How widespread is cancer these days? The disease, which claims millions of lives each year, is so common that more people are sick with cancer than getting married or having a baby.
A new analysis made by MacMillan Cancer Support showed that more people are being diagnosed with cancer than getting married or having a first baby. The group stated that in 2015, 361,216 cases of cancer were diagnosed in England compared to only 271,050 babies born to first-time mothers and 289,841 marriages reported in the same year. Getting cancer is almost as common as graduating from university (370,910), according to the health group. Researchers from MacMillan warned that these are troubling statistics, considering that in only the last decade, 1.2 million people developed the disease before the age of 65.
Chief Executive of the group, Lynda Thomas, told Telegraph.co.uk, “as more and more people are being diagnosed with cancer, it’s important that we are all better informed about what to expect if we do one day receive this shocking news. Cancer is almost always life-changing, but it isn’t always life-ending. Life with cancer is still life — you’re still a dad, a sister, a grandparent, a friend.”
The group also found that cancer is the most feared disease for many people.
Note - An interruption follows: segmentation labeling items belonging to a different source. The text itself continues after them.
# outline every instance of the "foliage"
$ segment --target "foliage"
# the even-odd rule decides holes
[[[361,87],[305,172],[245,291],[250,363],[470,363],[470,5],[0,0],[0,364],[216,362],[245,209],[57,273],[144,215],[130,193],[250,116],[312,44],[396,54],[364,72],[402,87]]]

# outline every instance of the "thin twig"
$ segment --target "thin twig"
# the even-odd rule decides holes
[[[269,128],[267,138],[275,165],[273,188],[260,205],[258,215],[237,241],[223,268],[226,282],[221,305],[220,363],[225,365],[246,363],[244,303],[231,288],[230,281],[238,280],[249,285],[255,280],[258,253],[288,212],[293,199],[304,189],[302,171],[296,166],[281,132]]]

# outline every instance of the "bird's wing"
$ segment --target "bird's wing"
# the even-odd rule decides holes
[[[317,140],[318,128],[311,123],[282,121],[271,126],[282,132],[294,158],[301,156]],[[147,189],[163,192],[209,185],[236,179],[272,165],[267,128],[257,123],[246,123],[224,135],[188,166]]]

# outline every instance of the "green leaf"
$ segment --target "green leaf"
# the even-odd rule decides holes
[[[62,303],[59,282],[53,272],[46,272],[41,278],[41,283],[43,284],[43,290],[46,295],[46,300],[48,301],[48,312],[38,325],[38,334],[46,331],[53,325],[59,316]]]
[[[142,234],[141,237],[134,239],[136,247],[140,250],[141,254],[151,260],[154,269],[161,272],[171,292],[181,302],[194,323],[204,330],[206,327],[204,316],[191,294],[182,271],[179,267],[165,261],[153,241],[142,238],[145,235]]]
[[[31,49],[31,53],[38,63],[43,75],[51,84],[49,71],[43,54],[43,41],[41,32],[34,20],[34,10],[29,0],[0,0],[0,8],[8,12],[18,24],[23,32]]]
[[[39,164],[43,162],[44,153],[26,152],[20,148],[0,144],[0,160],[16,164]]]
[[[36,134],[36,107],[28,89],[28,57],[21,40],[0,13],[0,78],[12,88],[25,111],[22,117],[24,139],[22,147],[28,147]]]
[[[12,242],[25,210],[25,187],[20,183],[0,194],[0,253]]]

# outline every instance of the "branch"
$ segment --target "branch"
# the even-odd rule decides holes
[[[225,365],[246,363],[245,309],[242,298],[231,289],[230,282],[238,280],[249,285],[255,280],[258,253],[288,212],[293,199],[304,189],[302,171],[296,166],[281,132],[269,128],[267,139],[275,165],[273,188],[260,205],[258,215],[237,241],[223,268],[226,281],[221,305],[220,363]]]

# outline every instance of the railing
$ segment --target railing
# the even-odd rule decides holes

Based on a representative group of participants, one in 10 people in the U.K. are afraid of developing cancer. This is leaps and bounds away from their fear of being diagnosed with Alzheimer’s, suffering a stroke, developing depression, contracting a heart disease or even multiple sclerosis.
Perhaps this fear is not entirely unfounded, as current projections place half of the world’s population developing a form of cancer at one point in their lives.
Although we live in a relatively healthier society, the cancer rates have exploded worldwide. The scientific community has tried and failed to understand the disease in hopes of developing a cure. The disease remains incurable largely due to our changing lifestyle habits, diet, and living conditions.
Some experts believe that aggressive medical treatments are doing more harm than good, urging people to become more aware of “preventive habits and educate themselves on medical practices that could be harmful in the long run.”